La Semana Santa nos remite siempre a la ética, además de a la fe y la práctica religiosa. La muerte de Jesús estuvo rodeada de un sinfín de actuaciones que hoy consideraríamos graves problemas éticos y verdaderos atentados contra la justicia. Incluso su condena a muerte, aunque fue legal en el contexto histórico en el que se produjo, no fue éticamente responsable ni justa. Con todo y ello, aunque la ética social y política no aparece por ninguna parte en el proceso contra Jesús de Nazaret, no solemos denunciar la misma falta de ética que en tantos aspectos sigue dominando en este tiempo. Miramos desde la cruz hacia la ética personal y revisamos nuestras culpas personales al ver en Jesús crucificado el resultado del pecado humano. Buscamos superar nuestro pecado personal sin caer en la cuenta del pecado social que mata siempre a inocentes. Y así nos quedamos sin atrevernos a dar el salto hacia una ética pública y social.
Sin embargo, necesitamos dar ese salto a lo público. Porque la cruz de Jesús es símbolo de muchas otras cruces que los seres humanos imponemos a demasiados de nuestros congéneres. Las cruces de los más de 300 presos fallecidos en el incendio de la cárcel de Comayagua están más cerca de la cruz de Jesús que muchas de las prácticas religiosas bien intencionadas que suelen abundar en la Semana Santa. Sin dimensión ética, tanto personal como social, la religiosidad pueda caer fácilmente en el fariseísmo: culto a Dios y olvido de sus criaturas, oración de boca y egoísmo de corazón. Ningún Estado puede desinteresarse de la vida de las personas ni mantener estructuras (llámense cárceles, escuelas o sistemas tributarios) que al final terminen, de diversas maneras, causando la muerte de inocentes. Un Estado, el nuestro, que se permite el lujo de mantener un tribunal de ética descabezado da muestras con ello de ser elitista e irresponsable frente a la dimensión social de los valores.

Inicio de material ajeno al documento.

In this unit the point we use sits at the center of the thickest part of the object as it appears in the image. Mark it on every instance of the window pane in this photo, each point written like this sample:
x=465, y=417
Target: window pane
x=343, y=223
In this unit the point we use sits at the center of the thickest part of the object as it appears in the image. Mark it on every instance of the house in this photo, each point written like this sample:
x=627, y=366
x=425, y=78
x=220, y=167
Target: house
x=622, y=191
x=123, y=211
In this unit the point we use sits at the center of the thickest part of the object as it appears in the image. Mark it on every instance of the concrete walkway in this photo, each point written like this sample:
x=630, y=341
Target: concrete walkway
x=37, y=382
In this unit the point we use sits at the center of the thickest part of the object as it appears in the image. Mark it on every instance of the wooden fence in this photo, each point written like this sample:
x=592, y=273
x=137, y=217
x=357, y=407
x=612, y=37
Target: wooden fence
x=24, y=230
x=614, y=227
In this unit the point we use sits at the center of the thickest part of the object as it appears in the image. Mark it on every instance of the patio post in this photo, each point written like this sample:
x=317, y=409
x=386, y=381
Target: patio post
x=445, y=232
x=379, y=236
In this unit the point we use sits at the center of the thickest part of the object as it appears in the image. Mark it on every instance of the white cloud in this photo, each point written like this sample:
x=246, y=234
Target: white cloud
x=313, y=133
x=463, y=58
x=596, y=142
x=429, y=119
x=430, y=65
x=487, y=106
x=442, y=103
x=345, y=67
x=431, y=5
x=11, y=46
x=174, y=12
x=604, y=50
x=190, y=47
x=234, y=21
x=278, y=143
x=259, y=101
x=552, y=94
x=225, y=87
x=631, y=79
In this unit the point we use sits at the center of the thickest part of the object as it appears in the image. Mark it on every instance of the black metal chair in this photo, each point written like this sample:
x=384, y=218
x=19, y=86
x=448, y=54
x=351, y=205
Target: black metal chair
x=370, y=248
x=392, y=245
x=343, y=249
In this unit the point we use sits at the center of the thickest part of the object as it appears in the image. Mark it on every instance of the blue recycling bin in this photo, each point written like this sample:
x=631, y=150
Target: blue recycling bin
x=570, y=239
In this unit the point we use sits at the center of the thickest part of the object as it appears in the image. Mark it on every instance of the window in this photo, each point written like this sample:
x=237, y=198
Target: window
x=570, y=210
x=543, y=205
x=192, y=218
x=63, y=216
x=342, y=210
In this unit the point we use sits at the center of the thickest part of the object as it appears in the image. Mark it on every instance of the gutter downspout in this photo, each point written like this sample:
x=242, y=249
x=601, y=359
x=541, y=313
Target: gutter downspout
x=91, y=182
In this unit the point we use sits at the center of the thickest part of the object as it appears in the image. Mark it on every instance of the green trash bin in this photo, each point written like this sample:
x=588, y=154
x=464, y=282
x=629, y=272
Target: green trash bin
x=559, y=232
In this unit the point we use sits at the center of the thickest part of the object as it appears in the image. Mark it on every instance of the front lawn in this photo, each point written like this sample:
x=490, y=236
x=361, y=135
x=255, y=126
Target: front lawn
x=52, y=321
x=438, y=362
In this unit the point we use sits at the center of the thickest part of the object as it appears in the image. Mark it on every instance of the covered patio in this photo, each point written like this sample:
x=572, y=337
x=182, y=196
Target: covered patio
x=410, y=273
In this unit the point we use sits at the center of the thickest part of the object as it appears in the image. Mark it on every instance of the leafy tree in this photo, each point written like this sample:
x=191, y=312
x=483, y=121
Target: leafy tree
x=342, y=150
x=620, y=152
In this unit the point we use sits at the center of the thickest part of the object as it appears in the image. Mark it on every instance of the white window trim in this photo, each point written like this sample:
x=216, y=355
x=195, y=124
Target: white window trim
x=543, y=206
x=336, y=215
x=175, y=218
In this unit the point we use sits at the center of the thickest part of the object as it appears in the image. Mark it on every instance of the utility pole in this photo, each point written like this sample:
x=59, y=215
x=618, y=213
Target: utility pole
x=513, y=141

No se puede contemplar con autenticidad la cruz de Cristo sin que nos remita a una ética profundamente social. En ese sentido, la Semana Santa debe ser un momento propicio para pensar en El Salvador e incluso pensar El Salvador. Es necesario tener la visión de un país diferente. Todos deseamos un país sin violencia, pero nos quedamos relativamente indiferentes ante los factores principales que la producen. La desigualdad social engendra más violencia que la droga. La educación disminuye la criminalidad más que las leyes duras. El trabajo abundante con salario digno es más eficaz contra el crimen que cualquier policía del mundo. Debemos pensar un El Salvador diferente y comprometernos a construirlo. Contemplar en la cruz de Jesús lo que produce una sociedad dominada por la falta de solidaridad en sus estructuras y en muchos de sus comportamientos, nos ayudará a ser más autocríticos y más abiertos a un futuro con mayor justicia.
Ellacuría dijo en su momento que la cruz de Jesús nos comprometía a bajar de sus cruces a los crucificados de este mundo. Y es cierto. La cruz de Jesús es solidaridad con todos los que en nuestra realidad sufren por falta de solidaridad, son víctimas de injusticias, están marginados o injustamente golpeados por cualquier situación. Y hoy, la solidaridad nuestra consiste en arriesgarnos a construir un mundo donde las cruces producidas por la sociedad sean eliminadas. Si quieren alguna vez crucificarnos, que sea por luchar activa y pacíficamente contra esas cruces que imponemos a los pobres: educación deficiente en la escuela, trabajo con niveles indecentes de explotación, oferta pública de salud de muy baja calidad y que discrimina entre quien cotiza y quien no cotiza. El llamado a la ética en Semana Santa nos llama a combatir las lacras de este país que acaba creando, desde sus diversos modos de organización, una nueva sociedad de castas de origen económico, tan perniciosa como las que antiguamente se derivaban del linaje y de la sangre.